Despite the 18th century building and surrounds, there was little romance to be found at the Gretna Hall Hotel.
For us, it served as a practical way to break up the journey north, and if you need to do just that en route to the highlands then you will find Gretna Hall Hotel within touching distance of the A74M, and it does the basics in a perfunctory manner.
Checking in was smooth and efficient, having already booked online and there was ample on-site parking. Our room seemed a million miles from reception along tartan carpeted corridors.
Said chamber was host to a rather short bed which I had to push forward a little way from the wall to accommodate my long shanks. The room itself somehow felt a bit cramped and I was relieved to be staying there only the one night. Despite the look of being modernised, I think that was as much a gesture as anything else, with a contemporary and rather urban styled headboard leading the way and fixed to the wall so as to form a bizarre and unjustified centrepiece to the room.

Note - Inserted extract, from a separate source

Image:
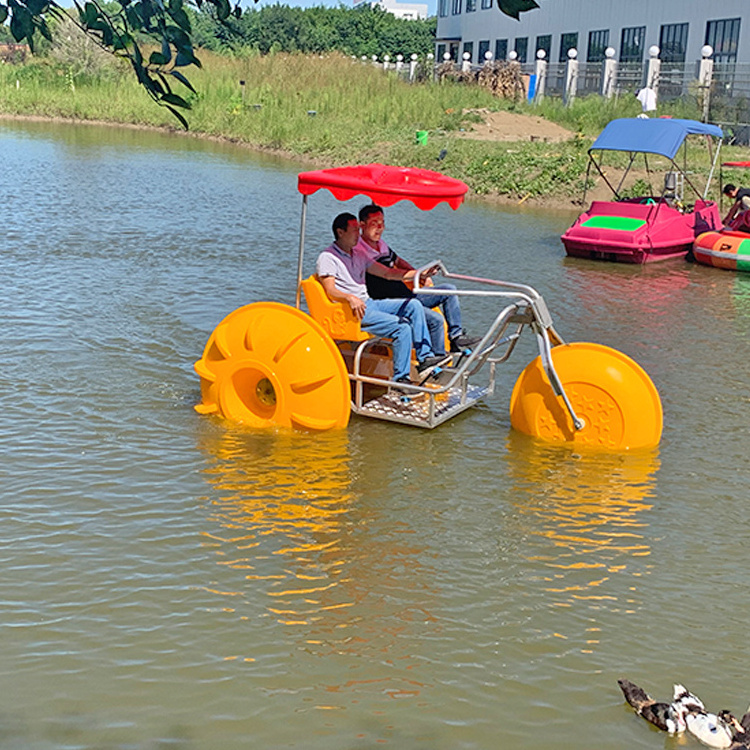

The night was humid and the open window allowed the steady stream of traffic on the nearby A74M to gurgle and whoosh across the ripples of my restless sleep.
The shower worked. It was in the bath. It got me clean.
I dried myself. Skipped breakfast and left.
Outside, the 18th century part of the building positively glowed in the Saturday morning sunlight. A postman tumbled past and shadows yawned from the ample branches of trees across the lawn. As we walked to the car, the Old Smithy stood across on the other side of the car park, vying with Gretna Hall for the title of World's Whitest Building.